Haberde, China Harbor’ın enerji alanındaki ilk girişiminin bu olmadığı, daha önce Kesem enerji santralinin inşasında da yer aldığı hatırlatıldı. O dönemde, Ulusal Güvenlik Konseyi’nin projede bir sorun görmediği, ilgili kamu kurumunun, “yabancı şirketin santrali kurup işletmediğini, yalnızca yüklenici olarak sınırlı kapsamda çalıştığını” belirttiği ifade edildi.

Çin’in desteğiyle tamamlanan diğer stratejik altyapılar arasında, Şubat 2025’te faaliyete geçen, “2 milyar şekellik Kochav Hayarden pompalı depolama santrali” de yer alıyor. Bu projenin yüklenicisi ve inşaat firmasının PowerChina olduğu aktarıldı. Ayrıca PMEC’in, Mivtach Şamir ve Rapac ile birlikte Alon Tavor enerji santralinde “yüzde 33,3 paya sahip olduğu” belirtildi.

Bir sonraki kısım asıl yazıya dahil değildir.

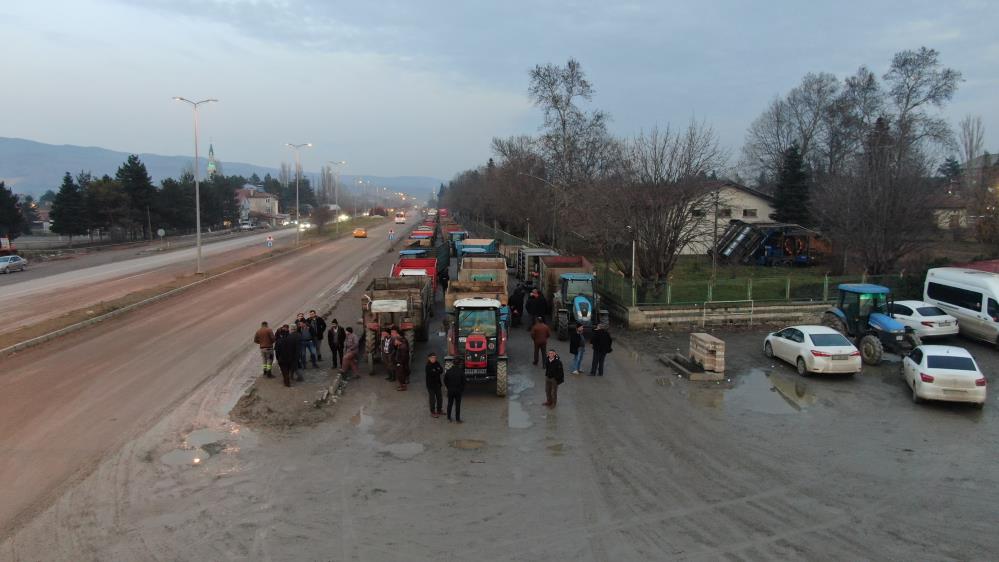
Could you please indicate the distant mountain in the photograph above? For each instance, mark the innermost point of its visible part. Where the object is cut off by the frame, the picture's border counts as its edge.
(30, 167)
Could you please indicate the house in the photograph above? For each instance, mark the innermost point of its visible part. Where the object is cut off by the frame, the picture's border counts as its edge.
(735, 202)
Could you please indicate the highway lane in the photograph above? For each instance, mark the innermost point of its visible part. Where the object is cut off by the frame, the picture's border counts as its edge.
(65, 404)
(34, 300)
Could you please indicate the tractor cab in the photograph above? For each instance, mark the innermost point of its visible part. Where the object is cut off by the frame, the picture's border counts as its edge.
(864, 312)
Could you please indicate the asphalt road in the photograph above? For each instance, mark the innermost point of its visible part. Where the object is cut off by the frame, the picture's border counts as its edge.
(39, 293)
(636, 465)
(67, 404)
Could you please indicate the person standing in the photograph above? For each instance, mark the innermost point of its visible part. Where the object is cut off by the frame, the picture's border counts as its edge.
(386, 347)
(433, 371)
(265, 339)
(539, 335)
(402, 364)
(454, 380)
(554, 376)
(577, 347)
(318, 328)
(601, 347)
(336, 339)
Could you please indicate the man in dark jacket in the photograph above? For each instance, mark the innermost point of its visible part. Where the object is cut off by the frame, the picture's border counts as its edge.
(454, 380)
(554, 376)
(318, 328)
(535, 305)
(601, 347)
(434, 370)
(336, 338)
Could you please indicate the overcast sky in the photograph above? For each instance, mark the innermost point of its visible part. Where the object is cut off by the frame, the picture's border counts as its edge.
(420, 87)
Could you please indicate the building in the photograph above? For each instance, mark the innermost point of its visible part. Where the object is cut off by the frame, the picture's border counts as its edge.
(735, 202)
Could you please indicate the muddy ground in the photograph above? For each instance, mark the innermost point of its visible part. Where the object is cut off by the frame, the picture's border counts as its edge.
(636, 465)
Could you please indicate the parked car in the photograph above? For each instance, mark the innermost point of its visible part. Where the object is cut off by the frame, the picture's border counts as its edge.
(969, 295)
(12, 263)
(927, 320)
(814, 349)
(944, 372)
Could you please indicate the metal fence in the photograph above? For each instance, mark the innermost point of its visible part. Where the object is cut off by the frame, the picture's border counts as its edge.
(804, 286)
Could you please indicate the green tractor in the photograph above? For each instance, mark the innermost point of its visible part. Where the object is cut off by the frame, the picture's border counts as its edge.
(864, 313)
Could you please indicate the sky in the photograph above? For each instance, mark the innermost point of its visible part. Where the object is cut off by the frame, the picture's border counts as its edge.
(420, 88)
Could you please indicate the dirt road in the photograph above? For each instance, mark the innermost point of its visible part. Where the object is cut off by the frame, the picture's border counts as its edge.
(65, 405)
(636, 465)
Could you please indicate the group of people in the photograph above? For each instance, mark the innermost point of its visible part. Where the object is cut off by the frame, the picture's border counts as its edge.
(295, 345)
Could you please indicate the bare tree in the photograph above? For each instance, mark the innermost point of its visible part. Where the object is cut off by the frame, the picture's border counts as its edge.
(972, 138)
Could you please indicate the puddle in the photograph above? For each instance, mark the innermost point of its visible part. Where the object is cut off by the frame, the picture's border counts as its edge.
(467, 443)
(769, 393)
(185, 457)
(517, 416)
(403, 451)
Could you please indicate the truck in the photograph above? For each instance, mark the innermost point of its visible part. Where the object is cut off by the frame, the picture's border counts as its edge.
(528, 261)
(400, 302)
(568, 283)
(476, 340)
(407, 267)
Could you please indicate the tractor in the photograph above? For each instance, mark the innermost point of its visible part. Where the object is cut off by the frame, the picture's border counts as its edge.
(576, 302)
(863, 312)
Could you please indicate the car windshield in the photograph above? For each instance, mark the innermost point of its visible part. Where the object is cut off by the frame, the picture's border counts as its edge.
(930, 311)
(477, 321)
(829, 340)
(950, 362)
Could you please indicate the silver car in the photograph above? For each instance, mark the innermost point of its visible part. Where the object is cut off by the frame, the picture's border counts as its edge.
(12, 263)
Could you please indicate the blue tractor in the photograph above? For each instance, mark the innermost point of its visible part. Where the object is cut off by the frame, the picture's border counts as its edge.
(863, 312)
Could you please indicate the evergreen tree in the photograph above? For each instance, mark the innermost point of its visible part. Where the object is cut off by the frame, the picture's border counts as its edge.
(791, 197)
(69, 211)
(139, 189)
(11, 220)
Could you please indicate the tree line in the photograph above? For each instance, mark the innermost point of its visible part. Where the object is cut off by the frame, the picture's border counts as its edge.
(855, 158)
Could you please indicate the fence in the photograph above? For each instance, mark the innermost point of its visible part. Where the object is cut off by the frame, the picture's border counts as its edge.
(804, 286)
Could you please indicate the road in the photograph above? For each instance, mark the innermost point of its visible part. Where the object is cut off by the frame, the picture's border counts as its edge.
(636, 465)
(65, 405)
(39, 294)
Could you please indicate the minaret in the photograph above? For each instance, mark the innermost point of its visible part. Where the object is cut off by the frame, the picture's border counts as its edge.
(212, 166)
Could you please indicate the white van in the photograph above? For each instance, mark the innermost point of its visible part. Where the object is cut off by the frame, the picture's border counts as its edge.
(969, 295)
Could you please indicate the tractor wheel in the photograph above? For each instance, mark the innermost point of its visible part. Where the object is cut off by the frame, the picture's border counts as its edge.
(563, 326)
(501, 379)
(830, 320)
(871, 349)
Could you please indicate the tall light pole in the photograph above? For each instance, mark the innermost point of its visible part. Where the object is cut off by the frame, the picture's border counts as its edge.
(298, 173)
(336, 190)
(197, 184)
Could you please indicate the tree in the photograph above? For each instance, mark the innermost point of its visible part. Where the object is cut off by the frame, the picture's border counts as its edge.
(11, 220)
(139, 190)
(69, 210)
(791, 196)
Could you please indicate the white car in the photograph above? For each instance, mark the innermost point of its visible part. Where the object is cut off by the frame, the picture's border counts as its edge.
(12, 263)
(944, 372)
(813, 349)
(927, 320)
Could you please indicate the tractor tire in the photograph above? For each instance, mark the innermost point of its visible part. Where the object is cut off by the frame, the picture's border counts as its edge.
(871, 349)
(830, 320)
(563, 326)
(501, 377)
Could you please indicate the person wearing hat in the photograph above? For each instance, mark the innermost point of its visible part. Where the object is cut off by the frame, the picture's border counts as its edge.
(601, 343)
(554, 376)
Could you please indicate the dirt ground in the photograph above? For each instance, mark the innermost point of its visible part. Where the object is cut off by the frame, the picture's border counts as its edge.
(636, 465)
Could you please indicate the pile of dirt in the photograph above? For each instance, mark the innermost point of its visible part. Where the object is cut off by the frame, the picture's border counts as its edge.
(270, 404)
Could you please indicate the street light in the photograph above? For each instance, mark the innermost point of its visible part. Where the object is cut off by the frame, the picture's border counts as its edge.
(336, 188)
(197, 186)
(298, 174)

“Küresel Çin tehdidi değerlendirmeleriyle çelişen bir durum”

Globes’un aktardığına göre, tüm bu gelişmeler, “Çin tehdidinin dikkate alındığı küresel eğilimle çelişiyor.”

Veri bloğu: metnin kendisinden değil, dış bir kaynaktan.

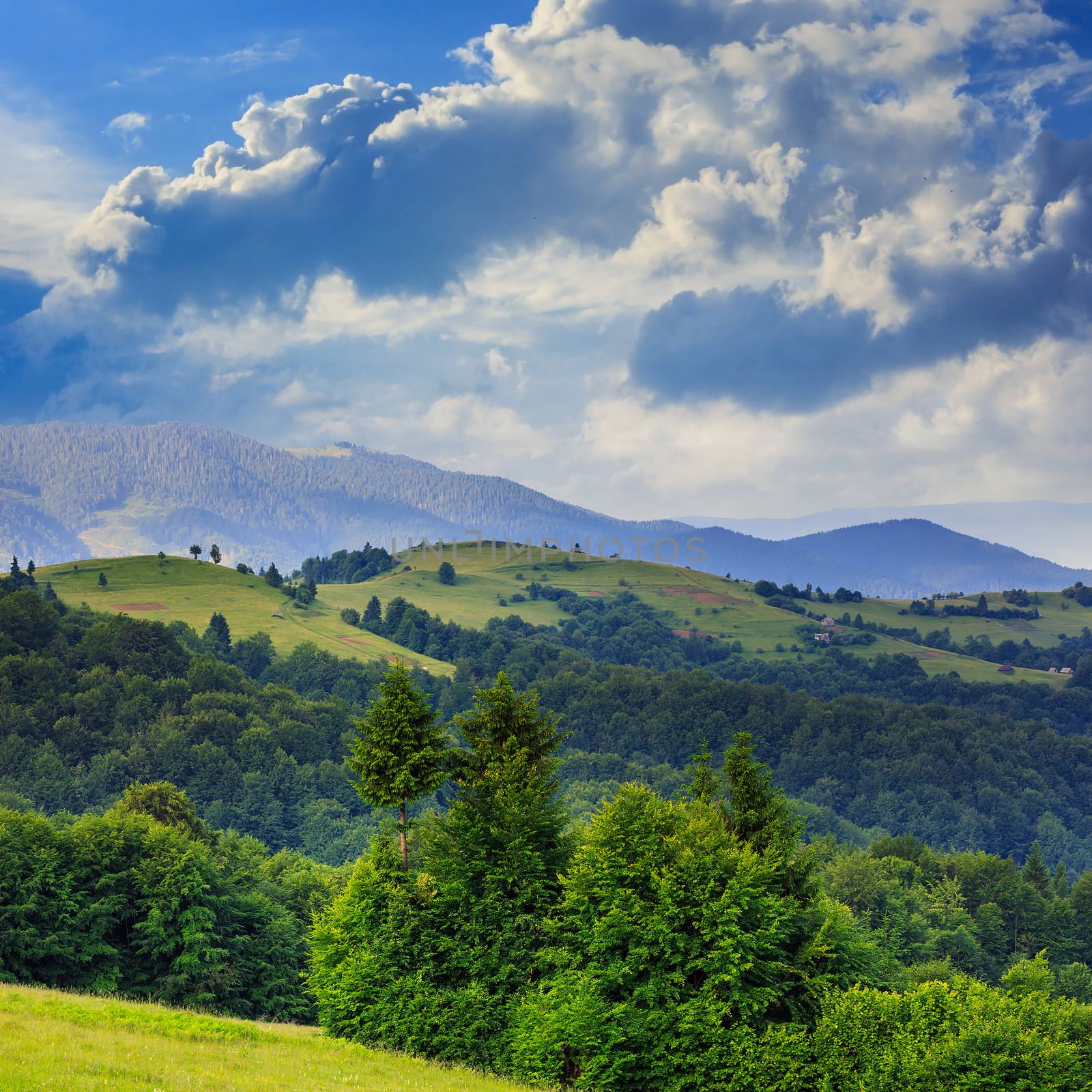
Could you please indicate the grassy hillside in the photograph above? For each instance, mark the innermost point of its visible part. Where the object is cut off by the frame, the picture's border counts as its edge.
(485, 588)
(1059, 616)
(56, 1042)
(685, 599)
(191, 591)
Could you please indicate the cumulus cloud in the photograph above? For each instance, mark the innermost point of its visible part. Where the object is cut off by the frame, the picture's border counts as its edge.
(696, 211)
(992, 427)
(129, 121)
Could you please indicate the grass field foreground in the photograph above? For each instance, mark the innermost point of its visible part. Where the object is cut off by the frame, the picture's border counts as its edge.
(57, 1042)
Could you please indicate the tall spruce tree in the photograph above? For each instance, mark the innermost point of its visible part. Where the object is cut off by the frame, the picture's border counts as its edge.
(1035, 871)
(399, 751)
(760, 816)
(218, 636)
(374, 612)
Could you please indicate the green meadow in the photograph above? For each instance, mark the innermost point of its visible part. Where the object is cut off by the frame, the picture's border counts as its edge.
(487, 586)
(58, 1042)
(190, 591)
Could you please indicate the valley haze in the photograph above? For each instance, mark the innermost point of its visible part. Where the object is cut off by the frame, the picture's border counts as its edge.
(134, 489)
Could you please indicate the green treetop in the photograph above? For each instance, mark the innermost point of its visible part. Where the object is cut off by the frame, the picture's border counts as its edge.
(399, 749)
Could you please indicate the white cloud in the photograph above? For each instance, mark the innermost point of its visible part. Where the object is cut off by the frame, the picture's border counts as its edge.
(45, 192)
(991, 429)
(478, 260)
(129, 121)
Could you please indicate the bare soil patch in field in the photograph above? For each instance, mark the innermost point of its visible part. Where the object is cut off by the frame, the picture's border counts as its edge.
(710, 599)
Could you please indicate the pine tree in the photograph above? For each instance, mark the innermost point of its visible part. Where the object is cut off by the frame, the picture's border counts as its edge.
(704, 784)
(1035, 872)
(374, 612)
(1059, 882)
(760, 816)
(502, 721)
(399, 749)
(218, 636)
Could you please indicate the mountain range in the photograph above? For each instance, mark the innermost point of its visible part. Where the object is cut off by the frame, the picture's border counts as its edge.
(76, 491)
(1059, 530)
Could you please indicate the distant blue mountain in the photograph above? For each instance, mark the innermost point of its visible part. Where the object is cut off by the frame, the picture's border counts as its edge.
(70, 491)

Yaklaşık bir ay önce ABD’de yayınlanan CBS “60 Minutes” programında, ABD Siber Komutanlığı eski başkanı ve Ulusal Güvenlik Ajansı’nın eski direktörü Orgeneral Tim Haugh’un, Çin’in “sadece ABD ordusunu ve sanayisini değil, Amerikalıları kendi evlerinde de hedef aldığı” yönündeki uyarısı hatırlatıldı. Haugh, “Çin devlet şirketlerinin ABD’de enerji santrallerinden su arıtma tesislerine, hastanelerden medya kuruluşlarına kadar çeşitli altyapılarda bulunduğunu” ifade etti.

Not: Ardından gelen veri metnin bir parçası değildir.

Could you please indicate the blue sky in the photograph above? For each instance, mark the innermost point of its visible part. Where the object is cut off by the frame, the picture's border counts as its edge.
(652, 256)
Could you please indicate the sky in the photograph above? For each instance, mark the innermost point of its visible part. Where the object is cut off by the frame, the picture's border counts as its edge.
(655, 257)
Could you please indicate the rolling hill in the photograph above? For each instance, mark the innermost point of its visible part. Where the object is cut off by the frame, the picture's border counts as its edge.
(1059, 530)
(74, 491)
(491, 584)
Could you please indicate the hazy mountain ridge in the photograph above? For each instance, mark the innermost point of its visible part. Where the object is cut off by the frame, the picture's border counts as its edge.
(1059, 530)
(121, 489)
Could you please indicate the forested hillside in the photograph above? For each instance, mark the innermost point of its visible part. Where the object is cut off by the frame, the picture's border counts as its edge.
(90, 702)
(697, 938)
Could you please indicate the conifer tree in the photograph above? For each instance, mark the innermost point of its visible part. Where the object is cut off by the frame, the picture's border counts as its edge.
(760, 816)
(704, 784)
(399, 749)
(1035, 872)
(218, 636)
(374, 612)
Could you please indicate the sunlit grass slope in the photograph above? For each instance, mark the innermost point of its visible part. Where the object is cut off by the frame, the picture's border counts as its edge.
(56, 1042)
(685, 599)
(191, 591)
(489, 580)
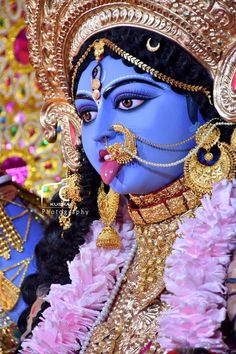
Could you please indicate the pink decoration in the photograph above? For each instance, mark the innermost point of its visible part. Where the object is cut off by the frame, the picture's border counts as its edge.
(10, 107)
(73, 134)
(17, 168)
(32, 149)
(194, 278)
(21, 49)
(21, 143)
(233, 83)
(48, 166)
(195, 274)
(20, 117)
(75, 307)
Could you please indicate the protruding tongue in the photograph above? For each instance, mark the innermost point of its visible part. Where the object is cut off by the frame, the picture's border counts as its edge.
(109, 170)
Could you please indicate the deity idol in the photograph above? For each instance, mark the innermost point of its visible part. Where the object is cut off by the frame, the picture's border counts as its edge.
(21, 227)
(149, 87)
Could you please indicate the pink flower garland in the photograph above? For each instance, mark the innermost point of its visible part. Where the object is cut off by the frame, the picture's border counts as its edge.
(195, 274)
(75, 307)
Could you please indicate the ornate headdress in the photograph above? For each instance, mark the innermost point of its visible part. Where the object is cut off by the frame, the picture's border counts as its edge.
(58, 29)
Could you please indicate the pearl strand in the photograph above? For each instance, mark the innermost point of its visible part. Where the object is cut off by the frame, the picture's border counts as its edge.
(106, 308)
(178, 162)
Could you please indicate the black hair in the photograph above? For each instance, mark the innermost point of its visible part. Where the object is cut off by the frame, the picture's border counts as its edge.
(170, 60)
(53, 251)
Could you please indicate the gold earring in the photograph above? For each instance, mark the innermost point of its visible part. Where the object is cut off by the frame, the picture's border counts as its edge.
(199, 176)
(70, 195)
(108, 205)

İsrail Enerji Bakanlığı’nın yanıtı

Enerji ve Altyapı Bakanı Eli Cohen’in geçtiğimiz hafta, Çin’le ilgili bir soru önergesine yanıt verdiği aktarıldı. Cohen, “İsrail’in rekabeti önceleyen serbest piyasa ekonomisi olduğunu ve altyapı tesislerinin inşasında tüm taraflarla çalıştıklarını” belirtti. Bakanın yanıtında “Çin” kelimesinin geçmediği kaydedildi.

Cohen ayrıca, “spesifik bir ülke belirtmeden, Ulusal Güvenlik Konseyi bünyesinde yabancı yatırımları inceleyen bir birim bulunduğunu, güvenlik açısından risk görülen durumlarda projelerin bu birime yönlendirildiğini” ifade etti.

Bakan, “enerji santrallerinin stratejik öneme sahip olduğunu ve bu nedenle tüm taleplerin konseye iletilerek incelendiğini; geçmişte bazı şirket ve proje başvurularının bu çerçevede durdurulduğunu” belirtti.